One study (14) compares the cumulative amount of medical and long-term care expenses spent by those aged 65 or older who are enrolled in Medicare up to the time of their death, segmented by age at death. The data shows that the longer a person lives, the more his/her lifetime medical expenses increase until they peak out at around age 90-95. In other words, the lifetime medical costs of someone who lives to be 100 or and someone who lives to be 110 years old are not very different. It follows, then, that if average life expectancy were to increase to 90 or 100 years, medical costs would gradually start to peak out as people lived longer healthy lives.
The data for long-term care costs shows a different picture. The lifetime cost of long-term care increases with the age at death, and exceeds the lifetime cost of medical care for those over age 95. This means that as more people age in a super-aged society, the relationship between cumulative medical costs and cumulative long-term care costs by the time of death is reversed.
In other words, aging (increase in life expectancy) will be a factor in increasing lifetime medical costs until about the age of the 90s, but long-term care (long-term care) will continue to grow without peaking out.

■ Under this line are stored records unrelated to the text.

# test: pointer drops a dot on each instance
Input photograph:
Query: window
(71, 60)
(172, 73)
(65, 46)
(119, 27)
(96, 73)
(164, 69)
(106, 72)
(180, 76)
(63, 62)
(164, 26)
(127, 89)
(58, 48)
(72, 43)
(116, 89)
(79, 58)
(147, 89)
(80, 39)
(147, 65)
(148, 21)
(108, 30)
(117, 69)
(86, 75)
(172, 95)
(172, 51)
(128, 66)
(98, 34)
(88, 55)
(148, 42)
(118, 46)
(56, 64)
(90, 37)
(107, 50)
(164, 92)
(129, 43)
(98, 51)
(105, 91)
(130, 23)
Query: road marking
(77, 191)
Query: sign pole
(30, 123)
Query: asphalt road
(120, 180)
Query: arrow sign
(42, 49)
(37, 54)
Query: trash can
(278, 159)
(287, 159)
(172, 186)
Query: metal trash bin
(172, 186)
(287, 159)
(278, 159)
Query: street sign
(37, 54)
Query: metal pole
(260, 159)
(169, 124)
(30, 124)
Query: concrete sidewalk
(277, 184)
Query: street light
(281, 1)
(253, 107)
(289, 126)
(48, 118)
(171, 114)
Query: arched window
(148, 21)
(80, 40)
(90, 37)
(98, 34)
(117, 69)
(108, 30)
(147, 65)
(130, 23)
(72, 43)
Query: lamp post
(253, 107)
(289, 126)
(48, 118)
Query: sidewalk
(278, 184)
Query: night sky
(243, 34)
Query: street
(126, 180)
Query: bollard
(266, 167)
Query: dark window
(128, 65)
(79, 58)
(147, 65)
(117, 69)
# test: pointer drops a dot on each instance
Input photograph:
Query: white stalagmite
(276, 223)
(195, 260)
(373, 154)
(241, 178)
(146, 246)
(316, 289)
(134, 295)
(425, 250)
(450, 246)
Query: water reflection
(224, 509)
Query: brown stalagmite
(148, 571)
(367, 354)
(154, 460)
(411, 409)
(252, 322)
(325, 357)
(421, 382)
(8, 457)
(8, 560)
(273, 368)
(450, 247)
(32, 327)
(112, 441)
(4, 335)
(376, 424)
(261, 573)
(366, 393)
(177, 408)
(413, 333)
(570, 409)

In conclusion, The COVID-19 disaster revealed structural weaknesses in Japan's healthcare delivery system. We should take this as an important warning: this is only the beginning. Looking ahead to the year 2040, it is inevitable that Japan will need to streamline and optimize its healthcare delivery system given its limited resources. This will depend on a reform of the entire regional medical care delivery system, and a move towards a more community approach to medical care. Only this shift will allow Japan to more efficiently use resources and give patients better care - and a shot at a better quality of life - overall.
Funding
None.
Conflict of Interest
The author has no conflicts of interest to disclose.